Était-ce une coïncidence ? […] Qui prouve que l’accoutumance
des appareils fabriqués par Prosope n'a pas permis à Jean Lebris de
distinguer plus avant, et de découvrir un monde clandestin, un
peuple exclusivement formé d'électricité, constitué par un fluide
si subtil que nos détecteurs les plus impressionnables n'en sont pas
influencés ? Un homme, enfin, a-t-il pu entrevoir une des ces
races invisibles dont il est philosophique de dire qu'elles nous
environnent ? Et cette race use-t-elle à son gré de
l'humanité, sans que l'humanité s'en doute ? Lui devons nous
parfois la maladie, la démence, la mort ?... Je ne puis
résoudre la question, n'ayant pu savoir à quels moments Jean Lebris
délirait, à quels moment il ne délirait pas.15
L'hypothèse
d'un monde parallèle au nôtre est évoquée brièvement mais avec
force. Tout d'abord, cette révélation, si elle n'en constitue pas
la conclusion, intervient vers la la fin du roman. Le lecteur a
appris à se fier aux observations de Jean, et même si est évoquée
l’hypothèse du délire, jamais ses perceptions n'en paru
défaillantes auparavant. Il est donc tentant de lui faire confiance
cette fois aussi, mais quoi qu'il en soit, le concept est plus
important que sa potentielle réalité dans la fiction. Jean perçoit
donc ce qui semble être des formes de vies électriques, et le
narrateur emploie les termes sans ambiguïté de « peuple »
et de « race ».
Ce
peuple supposé, comme les Moedigen de Rosny, est pour nous
immatériel et invisible, mais le narrateur formule des hypothèses
assez inquiétantes. L'épisode du mal de tête potentiellement causé
par l'une de ces créatures suggère des interactions entre eux et
nous, interactions qui semblent à notre désavantage, comme s'ils se
nourrissaient de l’électricité circulant dans le corps humain.

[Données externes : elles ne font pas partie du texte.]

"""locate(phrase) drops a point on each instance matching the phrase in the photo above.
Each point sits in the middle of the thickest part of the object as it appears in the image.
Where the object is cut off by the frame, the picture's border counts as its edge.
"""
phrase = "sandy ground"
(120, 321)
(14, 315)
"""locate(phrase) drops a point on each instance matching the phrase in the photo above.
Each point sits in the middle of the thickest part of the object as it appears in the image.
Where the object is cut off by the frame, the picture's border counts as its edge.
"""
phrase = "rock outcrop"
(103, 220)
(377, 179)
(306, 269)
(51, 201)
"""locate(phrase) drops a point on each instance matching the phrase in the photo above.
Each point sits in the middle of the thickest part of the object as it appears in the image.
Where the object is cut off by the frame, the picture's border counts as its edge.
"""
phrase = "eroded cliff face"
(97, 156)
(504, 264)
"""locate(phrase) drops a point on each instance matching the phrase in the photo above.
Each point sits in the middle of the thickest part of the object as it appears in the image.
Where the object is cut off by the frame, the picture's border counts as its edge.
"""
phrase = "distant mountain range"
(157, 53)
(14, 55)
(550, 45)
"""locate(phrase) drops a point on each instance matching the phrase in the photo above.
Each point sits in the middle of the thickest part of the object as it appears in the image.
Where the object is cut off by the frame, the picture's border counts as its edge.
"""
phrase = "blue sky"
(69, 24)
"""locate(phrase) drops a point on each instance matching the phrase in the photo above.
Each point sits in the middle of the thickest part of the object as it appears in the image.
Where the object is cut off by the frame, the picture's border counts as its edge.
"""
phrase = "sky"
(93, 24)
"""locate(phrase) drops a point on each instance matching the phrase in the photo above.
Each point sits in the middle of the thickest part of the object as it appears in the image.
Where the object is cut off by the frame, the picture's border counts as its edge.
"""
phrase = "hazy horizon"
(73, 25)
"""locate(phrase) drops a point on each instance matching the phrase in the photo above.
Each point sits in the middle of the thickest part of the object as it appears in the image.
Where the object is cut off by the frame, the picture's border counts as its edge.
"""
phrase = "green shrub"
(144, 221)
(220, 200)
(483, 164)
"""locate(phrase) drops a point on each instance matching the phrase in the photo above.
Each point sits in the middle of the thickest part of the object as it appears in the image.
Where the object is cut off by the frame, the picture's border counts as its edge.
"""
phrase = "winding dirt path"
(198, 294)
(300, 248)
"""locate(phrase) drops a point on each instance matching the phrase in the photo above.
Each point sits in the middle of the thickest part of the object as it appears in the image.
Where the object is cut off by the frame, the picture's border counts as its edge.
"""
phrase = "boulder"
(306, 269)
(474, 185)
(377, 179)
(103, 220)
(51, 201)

Puis le docteur Bare, avec ces nouveaux éléments en main, se pose
l'éternelle question de la liberté de l'humanité. En quelque
lignes, on imagine une race humaine réduite à l'état de cheptel
par des êtres supérieurs sans que celle-ci ne n'en perçoive rien,
la faute à ses ses sens limités.
Au
delà de ces idées qui ne sont peut-être que pur fantasme,
l'efficacité des yeux de Jean pour ce qui est de l'augmentation des
sens humains semble incontestable. Et pourtant, pour le visionnaire
Prosope, figure du progrès sans limitations ni morale, ce n'est
qu'un petit pas en avant destiné à paver la voie vers de plus
grandes avancées :
Un jour, peut-être nos successeurs parviendront-ils à créer l’œil
complet, l’œil que les vibrations les plus lentes et les plus
précipitées pourront impressionner, l’œil qui verra les rayons
infra-rouge comme les rayons ultra-violets, la chaleur comme
l’électricité – l’œil enfin qui donnera du monde la vision
intégrale. Et alors il n'y aura plus lieu de distinguer la lumière
visible et la lumière invisible. Il n'y aura plus que LA
LUMIERE. Quelle beauté !16
On
perçoit donc l'évolution des idées sur la science depuis Jules
Verne. Celui-ci utilise avec inventivité toutes les techniques de
son époque, mais sans en inventer, plaçant l’être humain en
position de contrôle. Rosny Ainé, lui, évoque une science nouvelle
et inconnue, à priori imperceptible et incompréhensible. La place
de l'homme dans le monde change, car s'il est incapable de percevoir
tout un règne vivant à ses cotés, qui sait toutes les autres
choses qui lui échappent ? Puis Maurice Renard met en scène
dans son récit un dispositif créé par l'intelligence humaine et
permettant de jeter un regard vers ce qui était jusqu'à présent
invisible. Ainsi l'humanité semble capable de se frayer un chemin
dans les mystères de la nature, et c'est en commençant par accepter
le fait que ses perceptions sont limitées qu'elle peut chercher à
les développer. Paul Valery, dans ses Regards sur le monde
moderne, utilise la
métaphore de l'enfant pour évoquer ce phénomène. L'humanité est
comme un nouveau né dont l’œil « s'ouvre d'abord dans un
chaos de lumière et d'ombres, tourne et s'oriente à chaque instant
dans un groupe d'inégalités lumineuses », puis, à force
d'essais et de tâtonnements, « les forces de l'enfant
s'accroissent et le réel se construit comme une figure
d'équilibre17 ».
Assez modestes pour reconnaître que notre construction commune du
réel est certainement encore celle d'un enfant, Rosny Ainé et
Maurice Renard nous invitent à en avoir conscience tout en tentant
de voir plus loin, ne serai-ce qu'en littérature, pour commencer.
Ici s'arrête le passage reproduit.